Für diese Momente lebt Klaus-Jürgen Gundlach. Wird er auf sie verzichten können, künftig so ganz ohne seine Kantorei? „Jede Ära geht einmal zu Ende. Die Arbeit ist mit den Jahren nicht einfacher geworden. In Templin gibt es zwölf Chöre und 340Chorsänger. „Früher waren wir nur drei Chöre.“ Gute Stimmen und treuer Nachwuchs sind inzwischen Mangelware. Die neuen Herausforderungen brauchen frischen Mut. Da sollen sich jetzt Jüngere die Zähne ausbeißen. „Man muss auch loslassen können“, sagt der Kantor. Sein „Baby“ glaubt er in guten Händen.

Kantor hält sich
Hintertürchen offen
Gundlach ist schon gespannt auf seinen Nachfolger Helge Pfläging, der am 1. Juli aus Dahme nach Templin wechselt. 35 Jahre jung wie er selbst vor 31 Jahren wird der neue Kantor vielleicht den zuletzt immer kleiner gewordenen Kinderchor aufpäppeln, sich der Kantorei annehmen, des Bläserchors, der Senioren, die nach drei Jahren fleißigen Übens sich endlich als Chor fühlen, und er wird die Konzertreihen organisieren. Immerhin 700 Konzerte hat sein Vorgänger Gundlach in den vergangenen 30 Jahren selbst dirigiert oder nach Templin geholt und dafür Mittel eingeworben. All das ist jetzt nicht mehr Gundlachs Verantwortung.
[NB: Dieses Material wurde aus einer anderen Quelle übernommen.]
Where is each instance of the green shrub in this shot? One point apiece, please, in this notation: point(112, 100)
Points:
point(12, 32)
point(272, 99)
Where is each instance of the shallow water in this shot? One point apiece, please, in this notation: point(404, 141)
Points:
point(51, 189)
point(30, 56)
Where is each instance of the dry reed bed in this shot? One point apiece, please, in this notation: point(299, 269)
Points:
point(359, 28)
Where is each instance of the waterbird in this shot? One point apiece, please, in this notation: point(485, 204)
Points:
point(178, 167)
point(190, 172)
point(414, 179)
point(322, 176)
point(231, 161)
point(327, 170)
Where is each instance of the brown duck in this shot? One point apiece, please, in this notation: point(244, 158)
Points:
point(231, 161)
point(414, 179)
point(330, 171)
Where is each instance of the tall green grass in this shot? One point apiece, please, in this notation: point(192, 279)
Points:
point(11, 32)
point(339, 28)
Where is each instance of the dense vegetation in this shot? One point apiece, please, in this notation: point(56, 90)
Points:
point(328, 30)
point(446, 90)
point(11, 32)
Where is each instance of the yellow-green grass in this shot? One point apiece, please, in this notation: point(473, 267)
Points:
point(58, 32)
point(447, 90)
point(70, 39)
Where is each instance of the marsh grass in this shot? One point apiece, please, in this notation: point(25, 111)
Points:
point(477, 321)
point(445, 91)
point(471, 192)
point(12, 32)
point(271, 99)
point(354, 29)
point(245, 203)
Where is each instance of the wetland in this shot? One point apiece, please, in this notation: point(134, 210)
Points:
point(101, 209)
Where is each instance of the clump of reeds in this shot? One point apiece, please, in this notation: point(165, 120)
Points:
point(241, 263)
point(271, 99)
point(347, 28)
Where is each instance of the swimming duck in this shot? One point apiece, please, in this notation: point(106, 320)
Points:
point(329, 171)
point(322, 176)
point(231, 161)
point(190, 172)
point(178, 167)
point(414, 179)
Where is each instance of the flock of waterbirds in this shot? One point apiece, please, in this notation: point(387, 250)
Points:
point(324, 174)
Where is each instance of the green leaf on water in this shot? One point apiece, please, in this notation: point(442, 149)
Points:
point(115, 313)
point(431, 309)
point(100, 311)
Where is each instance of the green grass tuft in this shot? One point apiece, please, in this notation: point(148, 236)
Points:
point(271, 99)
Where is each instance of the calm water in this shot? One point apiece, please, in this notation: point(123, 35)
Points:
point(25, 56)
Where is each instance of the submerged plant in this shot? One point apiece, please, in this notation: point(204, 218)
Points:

Doch er ist klug genug, sich kleine Hintertürchen offen zu halten: Die Arbeit als Chefredakteur der Zeitschrift „Forum Kirchenmusik“ des Verbandes Evangelischer Kirchenmusiker in Deutschland wird er noch zwei Jahre weiterführen. Vielleicht wird man ihn wiederwählen. An seine Orgel zu Hause wird Gundlach sich nach wie vor jeden Morgen um halb acht für ein, zwei Stunden setzen, um ja nicht aus der Übung zu kommen. Vielleicht wird er auch gebeten, die neue Schuke-Orgel (von 1994) in der Maria-Magdalenen-Kirche ein ums andere Mal zum Klingen zu bringen, um die er sich so verdient gemacht hat. „Man wird sehen…“, sagt Klaus-Jürgen Gundlach verschmitzt. Und vielleicht wird er irgendwo, irgendwann sogar wieder den Taktstock schwingen, ohne Druck für sich und andere… nur zum Spaß.